Sur les frais irrépétibles
En application de l’article 700 du code de procédure civile, le juge condamne la partie tenue aux dépens ou qui perd son procès à payer à l’autre partie la somme qu’il détermine, au titre des frais exposés et non compris dans les dépens. Dans tous les cas, le juge tient compte de l’équité ou de la situation économique de la partie condamnée. Il peut, même d’office, pour des raisons tirées des mêmes considérations, dire qu’il n’y a pas lieu à ces condamnations.
En l’occurrence, il n’est pas inéquitable de condamner Mme [P] [I] à payer à la S.A. HLM LE LOGEMENT ALPES-RHONE « SOLLAR » la somme de 75 euros en application des dispositions susvisées.
Sur l’exécution provisoire
En vertu de l’article 514 du code de procédure civile, les décisions de première instance sont de droit exécutoires à titre provisoire à moins que la loi ou la décision rendue n’en dispose autrement. L’article 514-1 du même code dispose que le juge peut écarter l’exécution provisoire de droit, en tout ou partie, s’il estime qu’elle est incompatible avec la nature de l’affaire. Il statue, d’office ou à la demande d’une partie, par décision spécialement motivée. Par exception, le juge ne peut écarter l’exécution provisoire de droit lorsqu’il statue en référé, qu’il prescrit des mesures provisoires pour le cours de l’instance, qu’il ordonne des mesures conservatoires ainsi que lorsqu’il accorde une provision au créancier en qualité de juge de la mise en état.
En l’espèce, l’exécution provisoire n’étant pas incompatible avec la nature de l’affaire, il n’y a pas lieu de l’écarter.

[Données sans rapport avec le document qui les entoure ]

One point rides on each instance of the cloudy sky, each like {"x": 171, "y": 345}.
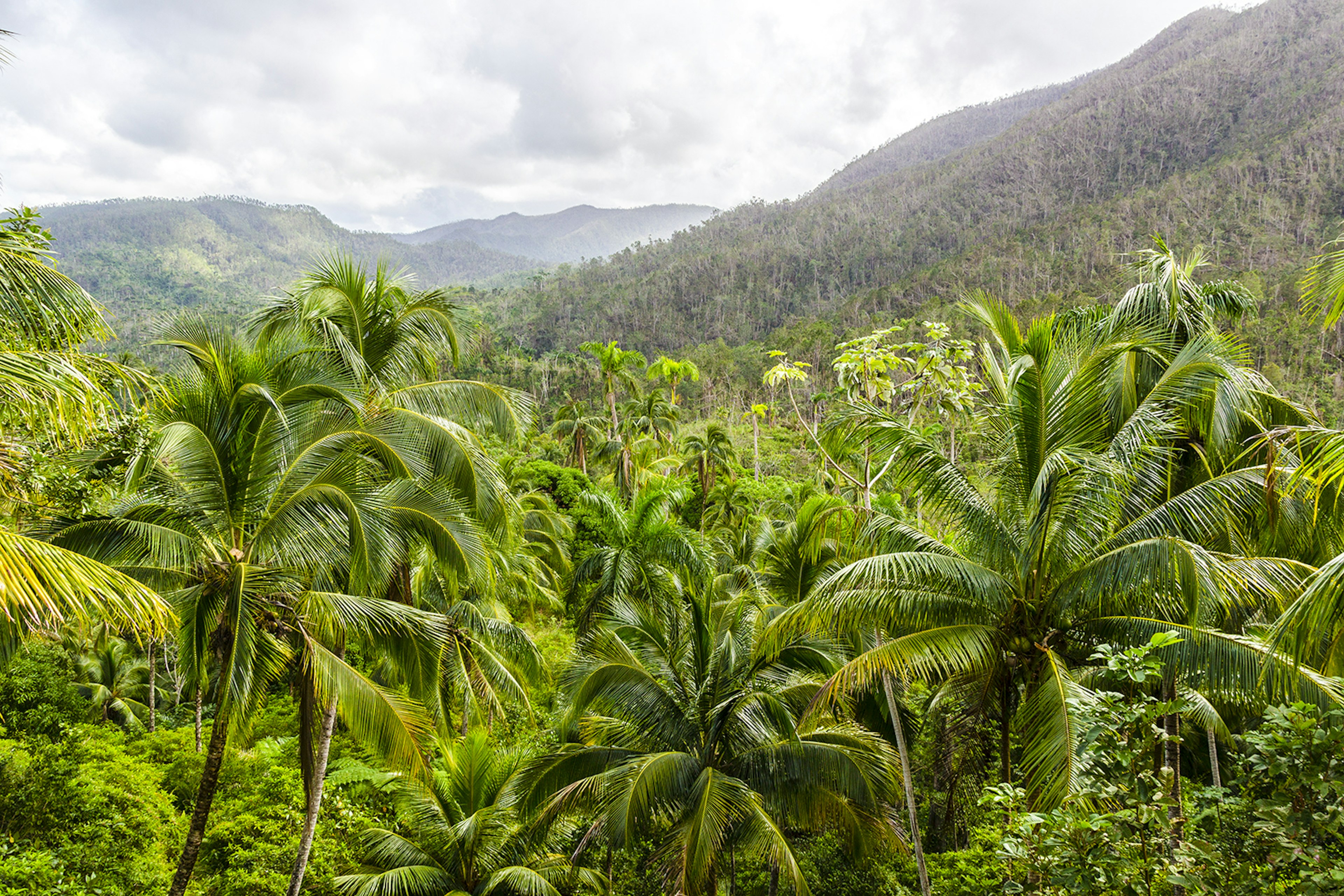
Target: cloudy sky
{"x": 406, "y": 113}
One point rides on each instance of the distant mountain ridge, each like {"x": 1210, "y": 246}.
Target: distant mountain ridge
{"x": 1224, "y": 131}
{"x": 577, "y": 233}
{"x": 945, "y": 135}
{"x": 147, "y": 259}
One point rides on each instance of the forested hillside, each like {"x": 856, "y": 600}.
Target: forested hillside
{"x": 147, "y": 259}
{"x": 1224, "y": 131}
{"x": 568, "y": 235}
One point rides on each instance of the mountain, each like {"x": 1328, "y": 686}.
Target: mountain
{"x": 1225, "y": 131}
{"x": 146, "y": 259}
{"x": 945, "y": 135}
{"x": 568, "y": 235}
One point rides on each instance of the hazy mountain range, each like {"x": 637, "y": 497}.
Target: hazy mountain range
{"x": 1225, "y": 131}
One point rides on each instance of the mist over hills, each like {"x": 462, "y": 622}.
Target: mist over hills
{"x": 144, "y": 259}
{"x": 1226, "y": 129}
{"x": 568, "y": 235}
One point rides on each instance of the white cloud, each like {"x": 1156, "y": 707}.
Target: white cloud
{"x": 408, "y": 113}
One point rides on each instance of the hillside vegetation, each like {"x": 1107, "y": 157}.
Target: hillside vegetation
{"x": 147, "y": 259}
{"x": 1224, "y": 131}
{"x": 568, "y": 235}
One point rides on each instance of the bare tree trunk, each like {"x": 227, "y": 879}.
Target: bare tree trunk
{"x": 1006, "y": 734}
{"x": 315, "y": 798}
{"x": 1171, "y": 757}
{"x": 889, "y": 687}
{"x": 756, "y": 444}
{"x": 201, "y": 814}
{"x": 1213, "y": 761}
{"x": 154, "y": 661}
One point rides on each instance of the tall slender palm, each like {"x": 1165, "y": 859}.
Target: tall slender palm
{"x": 393, "y": 339}
{"x": 674, "y": 373}
{"x": 652, "y": 414}
{"x": 686, "y": 731}
{"x": 268, "y": 510}
{"x": 647, "y": 555}
{"x": 577, "y": 429}
{"x": 48, "y": 383}
{"x": 457, "y": 833}
{"x": 617, "y": 368}
{"x": 1088, "y": 536}
{"x": 390, "y": 340}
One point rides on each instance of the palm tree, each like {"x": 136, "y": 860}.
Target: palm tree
{"x": 579, "y": 429}
{"x": 392, "y": 339}
{"x": 268, "y": 510}
{"x": 486, "y": 657}
{"x": 652, "y": 416}
{"x": 116, "y": 682}
{"x": 726, "y": 506}
{"x": 616, "y": 366}
{"x": 457, "y": 833}
{"x": 48, "y": 383}
{"x": 710, "y": 454}
{"x": 647, "y": 554}
{"x": 674, "y": 373}
{"x": 1092, "y": 535}
{"x": 757, "y": 414}
{"x": 682, "y": 728}
{"x": 795, "y": 555}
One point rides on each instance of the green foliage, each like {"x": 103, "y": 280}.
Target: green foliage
{"x": 1287, "y": 825}
{"x": 37, "y": 692}
{"x": 86, "y": 812}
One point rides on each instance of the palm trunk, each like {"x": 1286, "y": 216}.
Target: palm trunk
{"x": 908, "y": 782}
{"x": 1213, "y": 761}
{"x": 201, "y": 814}
{"x": 1175, "y": 813}
{"x": 1006, "y": 735}
{"x": 756, "y": 444}
{"x": 152, "y": 703}
{"x": 315, "y": 797}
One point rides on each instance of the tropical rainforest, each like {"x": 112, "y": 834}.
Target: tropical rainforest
{"x": 969, "y": 526}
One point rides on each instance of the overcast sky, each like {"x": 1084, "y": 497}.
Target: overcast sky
{"x": 406, "y": 113}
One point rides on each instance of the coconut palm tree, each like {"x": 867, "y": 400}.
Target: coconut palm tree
{"x": 757, "y": 414}
{"x": 617, "y": 368}
{"x": 683, "y": 730}
{"x": 647, "y": 555}
{"x": 577, "y": 429}
{"x": 268, "y": 511}
{"x": 48, "y": 383}
{"x": 1091, "y": 535}
{"x": 457, "y": 833}
{"x": 116, "y": 683}
{"x": 674, "y": 373}
{"x": 486, "y": 659}
{"x": 392, "y": 340}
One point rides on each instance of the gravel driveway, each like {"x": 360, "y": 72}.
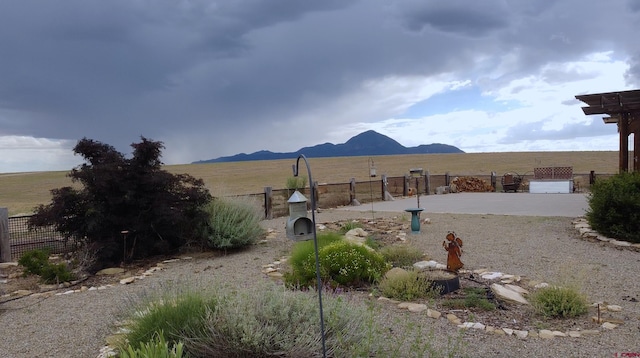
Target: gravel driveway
{"x": 535, "y": 247}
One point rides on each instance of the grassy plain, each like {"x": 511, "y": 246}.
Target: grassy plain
{"x": 21, "y": 192}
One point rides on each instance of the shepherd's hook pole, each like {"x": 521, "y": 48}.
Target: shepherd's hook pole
{"x": 315, "y": 244}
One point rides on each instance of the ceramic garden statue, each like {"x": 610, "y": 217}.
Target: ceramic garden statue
{"x": 453, "y": 245}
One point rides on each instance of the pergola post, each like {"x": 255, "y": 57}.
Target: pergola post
{"x": 634, "y": 127}
{"x": 623, "y": 127}
{"x": 623, "y": 107}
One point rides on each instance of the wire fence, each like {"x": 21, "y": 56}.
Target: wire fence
{"x": 22, "y": 238}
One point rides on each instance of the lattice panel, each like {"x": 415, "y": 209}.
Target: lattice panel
{"x": 553, "y": 173}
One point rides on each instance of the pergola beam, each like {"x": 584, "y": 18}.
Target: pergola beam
{"x": 623, "y": 109}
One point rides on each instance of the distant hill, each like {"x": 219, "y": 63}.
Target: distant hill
{"x": 366, "y": 143}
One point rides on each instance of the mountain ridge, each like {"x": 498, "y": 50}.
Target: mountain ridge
{"x": 363, "y": 144}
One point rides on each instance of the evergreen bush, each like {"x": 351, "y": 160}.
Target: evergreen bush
{"x": 34, "y": 261}
{"x": 559, "y": 302}
{"x": 614, "y": 207}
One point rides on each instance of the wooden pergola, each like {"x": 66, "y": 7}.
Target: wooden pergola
{"x": 622, "y": 108}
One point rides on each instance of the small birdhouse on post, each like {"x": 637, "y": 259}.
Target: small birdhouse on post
{"x": 299, "y": 226}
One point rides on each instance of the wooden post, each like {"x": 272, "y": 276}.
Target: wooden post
{"x": 268, "y": 203}
{"x": 623, "y": 127}
{"x": 316, "y": 192}
{"x": 405, "y": 185}
{"x": 384, "y": 186}
{"x": 352, "y": 193}
{"x": 5, "y": 245}
{"x": 494, "y": 180}
{"x": 427, "y": 183}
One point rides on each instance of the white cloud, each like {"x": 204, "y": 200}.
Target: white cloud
{"x": 22, "y": 154}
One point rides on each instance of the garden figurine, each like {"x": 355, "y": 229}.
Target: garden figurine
{"x": 453, "y": 245}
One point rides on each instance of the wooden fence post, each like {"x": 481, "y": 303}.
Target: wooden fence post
{"x": 494, "y": 180}
{"x": 5, "y": 245}
{"x": 427, "y": 183}
{"x": 405, "y": 185}
{"x": 352, "y": 193}
{"x": 316, "y": 192}
{"x": 268, "y": 203}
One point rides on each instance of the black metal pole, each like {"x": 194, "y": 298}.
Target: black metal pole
{"x": 315, "y": 244}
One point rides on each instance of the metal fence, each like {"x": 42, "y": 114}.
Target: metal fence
{"x": 22, "y": 238}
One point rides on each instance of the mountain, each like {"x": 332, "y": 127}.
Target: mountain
{"x": 364, "y": 144}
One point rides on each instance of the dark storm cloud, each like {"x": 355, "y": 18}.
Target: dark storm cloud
{"x": 457, "y": 17}
{"x": 215, "y": 78}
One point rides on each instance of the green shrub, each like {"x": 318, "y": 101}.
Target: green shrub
{"x": 348, "y": 226}
{"x": 33, "y": 261}
{"x": 263, "y": 321}
{"x": 36, "y": 262}
{"x": 407, "y": 287}
{"x": 296, "y": 183}
{"x": 302, "y": 254}
{"x": 473, "y": 298}
{"x": 350, "y": 264}
{"x": 171, "y": 315}
{"x": 401, "y": 255}
{"x": 158, "y": 347}
{"x": 559, "y": 302}
{"x": 614, "y": 207}
{"x": 341, "y": 262}
{"x": 232, "y": 223}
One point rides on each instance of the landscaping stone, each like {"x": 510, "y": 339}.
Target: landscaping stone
{"x": 128, "y": 280}
{"x": 614, "y": 308}
{"x": 110, "y": 271}
{"x": 546, "y": 334}
{"x": 521, "y": 334}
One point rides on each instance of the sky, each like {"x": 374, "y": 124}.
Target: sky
{"x": 218, "y": 78}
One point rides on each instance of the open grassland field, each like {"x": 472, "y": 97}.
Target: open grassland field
{"x": 21, "y": 192}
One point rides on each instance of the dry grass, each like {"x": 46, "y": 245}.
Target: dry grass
{"x": 21, "y": 192}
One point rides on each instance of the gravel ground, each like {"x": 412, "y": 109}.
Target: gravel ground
{"x": 536, "y": 248}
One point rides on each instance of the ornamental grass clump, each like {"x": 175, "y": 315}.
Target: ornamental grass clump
{"x": 157, "y": 347}
{"x": 407, "y": 286}
{"x": 559, "y": 302}
{"x": 36, "y": 262}
{"x": 232, "y": 223}
{"x": 341, "y": 263}
{"x": 350, "y": 264}
{"x": 302, "y": 273}
{"x": 261, "y": 321}
{"x": 171, "y": 315}
{"x": 401, "y": 255}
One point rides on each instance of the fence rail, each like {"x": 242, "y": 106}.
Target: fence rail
{"x": 22, "y": 238}
{"x": 16, "y": 237}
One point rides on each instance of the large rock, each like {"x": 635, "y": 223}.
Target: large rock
{"x": 508, "y": 294}
{"x": 110, "y": 271}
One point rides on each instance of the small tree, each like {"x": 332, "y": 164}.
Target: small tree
{"x": 158, "y": 210}
{"x": 614, "y": 206}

Il sera toutefois rappelé que, conformément aux dispositions de l’article L. 111-10 du code des procédures civiles d’exécution, l’exécution provisoire a lieu aux risques et périls du créancier.
PAR CES MOTIFS,
Le juge des contentieux de la protection, statuant par mise à disposition au greffe, par jugement contradictoire et en premier ressort,
— Constate que les conditions d’acquisition des clauses résolutoires sont réunies à la date du 25 août 2024, et qu’en conséquence les baux portant sur le logement d’habitation et sur le box de garage souterrain se trouvent résiliés depuis cette date,
— Déboute Mme [P] [B] de ses demandes de délais de paiement et de suspension des effets des clauses résolutoires,
— Ordonne en conséquence à Mme [P] [I] de libérer le logement et le box de garage souterrain situés [Adresse 4] et de restituer les clés dans le délai de huit jours à compter de la signification du présent jugement,
— Dit qu’à défaut pour Mme [P] [I] d’avoir volontairement libéré les lieux et restitué les clés dans ce délai, la S.A. [Adresse 7]" pourra, deux mois après la signification d’un commandement de quitter les lieux, faire procéder à son expulsion du logement d’habitation et du box de garage souterrain ainsi qu’à celle de tous occupants de son chef, y compris le cas échéant avec le concours d’un serrurier et de la force publique,
— Dit n’y avoir lieu à ordonner l’évacuation des meubles éventuellement laissés sur place,
— Condamne Mme [P] [I] à payer à la S.A. HLM LE LOGEMENT ALPES-RHONE « SOLLAR » la somme de 1965,36 euros au titre des loyers, charges et indemnités d’occupation arrêtés au 28 janvier 2025, avec intérêts au taux légal à compter du présent jugement,
— Condamne Mme [P] [I] à verser à la S.A. [Adresse 6] « SOLLAR » une indemnité mensuelle d’occupation, à compter du 29 janvier 2025 et jusqu’à la date de libération effective des lieux, égale au montant des loyers et des charges qui auraient été dus en cas de poursuite des baux,
— Condamne Mme [P] [I] à verser à la S.A. HLM LE LOGEMENT ALPES-RHONE « SOLLAR » la somme de 75 euros au titre de l’article 700 du code de procédure civile,
— Condamne Mme [P] [I] aux dépens, lesquels comprendront notamment le coût du commandement de payer visant la clause résolutoire,
— Rappelle que la présente décision bénéficie de l’exécution provisoire de droit,
— Dit que la présente décision sera communiquée à la direction départementale de l’emploi, du travail, des solidarités et de la protection des populations de la Drôme.